Pseudonymise medical and clinical documents before they're processed by AI or
shared. Redacta replaces patient identifiers with labelled tokens —
[PATIENT_NAME_1], [NHS_NUMBER_1], [DATE_OF_BIRTH_1], … — while leaving the
clinical meaning intact, and returns a redaction report alongside the cleaned
text.
It started as an Agent Skill and is now one engine shipped across eight surfaces — an iOS app, agent skill, MCP server, two libraries, a CLI, and two whiteboard apps.
| Surface | Folder | Get it |
|---|---|---|
| iOS app — iPhone (app, Share Extension, widget) | ios-app/ |
Build with Xcode — see ios-app/README.md |
| Agent skill (Claude Code / apps / API) | SKILL.md, scripts/ |
openclaw skills install redacta (ClawHub) |
| MCP server (Claude Desktop, Cursor, …) | mcp-server/ |
npx -y redacta-mcp (npm · MCP Registry · Anthropic MCP Directory) |
| TypeScript library | npm-package/ |
npm i @pharmatools/redacta (npm) |
| Python library | python-package/ |
pip install redacta (PyPI) |
| Command-line tool | cli-package/ |
npx redacta-cli (npm) |
| Miro app | miro-app/ |
getpatiently.ai → Redacta |
| FigJam plugin | figjam-plugin/ |
Figma Community |
The detection logic lives in one place — the TypeScript engine
(@pharmatools/redacta, in npm-package/), which the MCP server and both
whiteboard apps consume, and which the iOS app runs on-device via JavaScriptCore.
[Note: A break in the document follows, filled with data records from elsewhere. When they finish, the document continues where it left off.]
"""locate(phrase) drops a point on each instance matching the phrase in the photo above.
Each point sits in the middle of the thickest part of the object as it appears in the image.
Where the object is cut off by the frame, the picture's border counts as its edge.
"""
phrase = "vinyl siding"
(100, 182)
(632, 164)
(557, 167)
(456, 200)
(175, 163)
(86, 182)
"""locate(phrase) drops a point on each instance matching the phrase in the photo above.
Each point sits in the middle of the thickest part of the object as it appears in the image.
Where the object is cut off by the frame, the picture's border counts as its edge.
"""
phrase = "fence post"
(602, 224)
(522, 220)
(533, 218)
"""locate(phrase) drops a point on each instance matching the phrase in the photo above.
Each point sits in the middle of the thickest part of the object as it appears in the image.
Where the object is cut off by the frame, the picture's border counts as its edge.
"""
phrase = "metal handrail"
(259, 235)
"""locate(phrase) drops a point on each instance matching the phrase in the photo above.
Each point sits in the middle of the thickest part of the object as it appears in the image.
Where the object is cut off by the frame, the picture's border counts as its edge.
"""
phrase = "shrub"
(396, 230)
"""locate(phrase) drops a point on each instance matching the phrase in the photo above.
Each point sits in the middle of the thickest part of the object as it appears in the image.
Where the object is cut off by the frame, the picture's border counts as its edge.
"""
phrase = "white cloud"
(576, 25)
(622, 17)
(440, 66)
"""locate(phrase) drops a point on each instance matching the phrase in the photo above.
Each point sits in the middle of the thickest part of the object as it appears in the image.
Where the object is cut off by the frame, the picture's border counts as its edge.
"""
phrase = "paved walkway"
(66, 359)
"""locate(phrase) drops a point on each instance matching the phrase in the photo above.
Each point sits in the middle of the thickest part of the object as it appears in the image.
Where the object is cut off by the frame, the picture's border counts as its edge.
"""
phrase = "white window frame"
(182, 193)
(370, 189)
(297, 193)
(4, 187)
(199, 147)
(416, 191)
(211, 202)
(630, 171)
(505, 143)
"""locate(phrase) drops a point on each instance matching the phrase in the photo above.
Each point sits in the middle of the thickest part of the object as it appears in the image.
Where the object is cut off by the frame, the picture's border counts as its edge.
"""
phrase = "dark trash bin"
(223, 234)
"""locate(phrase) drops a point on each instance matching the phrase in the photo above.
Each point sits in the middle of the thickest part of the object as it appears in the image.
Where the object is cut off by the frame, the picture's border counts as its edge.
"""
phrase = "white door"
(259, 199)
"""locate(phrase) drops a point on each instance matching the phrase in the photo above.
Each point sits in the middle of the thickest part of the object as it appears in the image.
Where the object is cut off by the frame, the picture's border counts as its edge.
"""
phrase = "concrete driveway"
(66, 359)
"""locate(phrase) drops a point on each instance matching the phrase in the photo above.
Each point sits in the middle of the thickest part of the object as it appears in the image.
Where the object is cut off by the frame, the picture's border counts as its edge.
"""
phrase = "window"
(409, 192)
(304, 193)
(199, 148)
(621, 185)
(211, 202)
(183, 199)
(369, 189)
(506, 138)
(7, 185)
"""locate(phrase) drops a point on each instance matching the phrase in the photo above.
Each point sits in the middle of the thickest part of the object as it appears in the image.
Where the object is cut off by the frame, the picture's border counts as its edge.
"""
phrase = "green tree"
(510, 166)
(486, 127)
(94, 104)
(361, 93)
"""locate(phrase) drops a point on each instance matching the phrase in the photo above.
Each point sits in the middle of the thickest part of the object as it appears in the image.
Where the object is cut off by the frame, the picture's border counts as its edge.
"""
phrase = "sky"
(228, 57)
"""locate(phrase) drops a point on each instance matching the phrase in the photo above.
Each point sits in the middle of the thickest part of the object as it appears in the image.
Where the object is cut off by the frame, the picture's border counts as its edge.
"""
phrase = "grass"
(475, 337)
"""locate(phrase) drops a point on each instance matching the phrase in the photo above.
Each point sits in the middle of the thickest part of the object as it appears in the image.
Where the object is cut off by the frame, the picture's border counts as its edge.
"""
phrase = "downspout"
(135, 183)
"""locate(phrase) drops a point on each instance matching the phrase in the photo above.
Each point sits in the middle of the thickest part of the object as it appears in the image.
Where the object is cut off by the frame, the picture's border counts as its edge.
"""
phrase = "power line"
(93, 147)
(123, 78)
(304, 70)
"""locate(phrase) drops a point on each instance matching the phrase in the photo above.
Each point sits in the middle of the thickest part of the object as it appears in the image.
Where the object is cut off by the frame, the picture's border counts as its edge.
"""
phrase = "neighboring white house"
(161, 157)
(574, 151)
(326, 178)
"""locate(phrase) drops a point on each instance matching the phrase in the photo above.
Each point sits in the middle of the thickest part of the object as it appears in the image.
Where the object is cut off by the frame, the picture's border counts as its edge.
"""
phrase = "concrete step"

The Python package mirrors it for pip users; the agent skill adds LLM reasoning
for free-text names on top of the deterministic patterns.
Two layers:
- Patterns (deterministic). A bundled script (
scripts/redact_structured.py, Python standard library only, no network) matches fixed-format identifiers: NHS numbers (Modulus-11 validated), UK National Insurance numbers, dates of birth, UK postcodes, phone numbers, emails, and hospital/MRN numbers. US SSN and ZIP codes are also handled. - Reasoning (judgement). The skill then has the agent handle what patterns can't: patient names (told apart from the clinicians treating them), relatives and carers, postal addresses, and identifying ages.
- Self-check. A final pass re-reads the output for any identifier that slipped through before the report is written.
It also works in reverse. Re-identification (scripts/reinstate.py) takes the
token map from an earlier redaction and restores the original values — so you can
redact a document, run it through another AI tool, and put the real details back
locally. Redact → process → re-identify is a complete round trip, and identifiers
only ever exist on your machine.
Safe Harbor mode. Ask for HIPAA Safe Harbor (or "US de-identification") and Redacta applies a stricter pass: all dates (not just the date of birth), all specific ages, and the remaining HIPAA identifiers — fax, certificate/licence, device serial, VIN, and health-plan beneficiary numbers.
Claude Code
git clone https://github.com/nickjlamb/redacta ~/.claude/skills/redactaThen invoke it with /redacta, or let it trigger automatically when you ask to
redact or de-identify clinical text.
Claude apps / API
Zip the repository folder and upload it as a skill.
| Path | What it is |
|---|---|
SKILL.md |
The skill — instructions plus metadata |
reference.md |
Pattern specs, the Modulus-11 algorithm, NI prefix rules, the date-of-birth vs clinical-date rule, token vocabulary, limitations |
scripts/redact_structured.py |
The deterministic pattern layer |
scripts/reinstate.py |
The re-identification layer (restore originals from a token map) |
scripts/test_redact_structured.py |
Tests for the pattern layer |
scripts/test_reinstate.py |
Tests for the re-identification layer |
evaluations.json |
Example evaluation scenarios |
Run the tests:
python3 scripts/test_redact_structured.py
python3 scripts/test_reinstate.pyRedacta is a strong first line of defence, not a guarantee. It won't catch every possible identifier and isn't a substitute for formal data-protection processes. Always review the redaction report before sharing text.
MIT-0 (MIT No Attribution). Built by PharmaTools.AI.